Part II: Resort Rising

This is the second of three special sections the Review-Journal will publish to mark the millennium and the end of the century that brought Las Vegas into being.
      More than a year ago the Review-Journal decided to avoid a mistake made by many communities — letting their history vanish with the old-timers who shaped those communities in their times. "Las Vegas is unusual in that it was created entirely in the 20th century," Publisher Sherman R. Frederick noted in announcing The First 100 project in March 1998. "Many of those who made the important decisions remain alive, while immediate relatives and close acquaintances of others still survive. This gives the Review-Journal a special opportunity to portray them and their accomplishments with authentic detail, which newspapers and historians in other cities would envy."
      With that, the Review-Journal committed its staff to a 17-month effort to tell Las Vegas’ story with in-depth profiles of 100 colorful men and women who left their marks in Southern Nevada. Special Projects Editor A.D. Hopkins and writer K.J. Evans, both experienced writers of history, were assigned to the project full time.
      KLVX-TV, Channel 10, the educational television station for Las Vegas, joined with the Review-Journal in the effort.
      Part I: The Early Years, published in February, dealt with those who made history from the valley’s discovery by explorers until about the onset of World War II. Today the story continues with Part II: Resort Rising, dealing with people who were most active between the early 1940s and late ’60s.
      Those in the first section were already dead by the time this project began, but in many cases the Review-Journal was able to find and interview their aging children or people who knew them well. Publication of those stories caused some relatives and friends of those people, previously unknown to journalists and historians, to come forward. Some of those brought with them troves of historic photos, documents, and artifacts, and were referred to the photo archive at UNLV Special Collections, or to the Nevada State Museum. One important historical story already has been published in the Review-Journal, and another is planned, as a result.
      Some of those profiled in the second section are still alive, and whenever feasible the Review-Journal writers captured their memories on tape to be deposited in oral history archives at UNLV Special Collections. Two of those profiled, former politician and churchman Berkeley Bunker and James McMillan, a dentist and civil rights activist, died while publication was pending.
      As in the first section, deciding which Southern Nevadans to profile was the most difficult task. Nominations were sought from Review-Journal readers as well as journalists and historians. More than 300 individuals were nominated for inclusion in The First 100, and valid arguments could be made for nearly every one of them.

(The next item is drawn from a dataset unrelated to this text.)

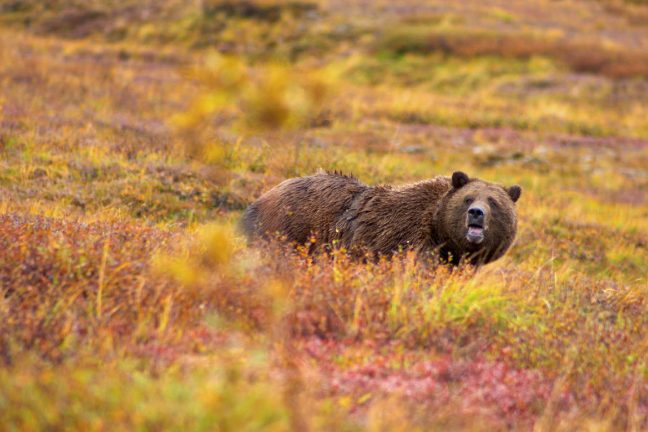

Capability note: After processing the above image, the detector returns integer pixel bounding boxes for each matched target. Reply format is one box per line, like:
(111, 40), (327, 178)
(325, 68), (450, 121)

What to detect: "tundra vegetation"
(0, 0), (648, 431)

      Resources and time limited the effort to 100 people only, so the Review-Journal had to pass over some 200, many just as important and interesting as some of those profiled. Editors bypassed some important people, particularly well-publicized political figures, to write instead about a lesser-known person who led Las Vegas in some entirely new direction. Glaring omissions were the price of varied and original content.
      Because such choices were necessary, the Review-Journal does not represent that the 100 chosen are the most important who could have been selected, only that they were significant and interesting. Nor did the editors attempt to rank their importance; they are organized in approximate chronological order of the events in which they played central roles.
      The third section, covering people most active during the last three decades, will be published Sept. 12. All The First 100 will be included in a book to be published by Huntington Press of Las Vegas.
      Hopkins and Evans are both former editors of Nevadan, a Review-Journal Sunday magazine that specialized in historical pieces and in-depth profiles. Hopkins also asked certain local historians and some of the Review-Journal’s star writers to contribute stories.
      Historical consultants for the project were Robert Faiss, former city editor of the Las Vegas Sun and now an attorney specializing in gaming law; Michael Green, a history teacher at Community College of Southern Nevada; Eugene Moehring, a history teacher at UNLV and author of a respected history of Las Vegas; Frank Wright, curator at the Nevada State Museum & Historical Society; and W.V. "Bill" Wright, former chairman of the museum’s board.
      W.V. Wright, who was better known for many years as general manager of the Review-Journal until his retirement in 1981, died in August after a short illness. He continued his involvement with The First 100 until a few weeks before his death.
      Others who were greatly helpful to the project include the staffs of UNLV Special Collections and the Nevada State Museum & Historical Society; Elizabeth Warren of the Nevada Women’s Archives; and Joanne L. Goodwin, an oral history teacher at UNLV.
      The cover, graphics and page layouts were designed by Ched Whitney.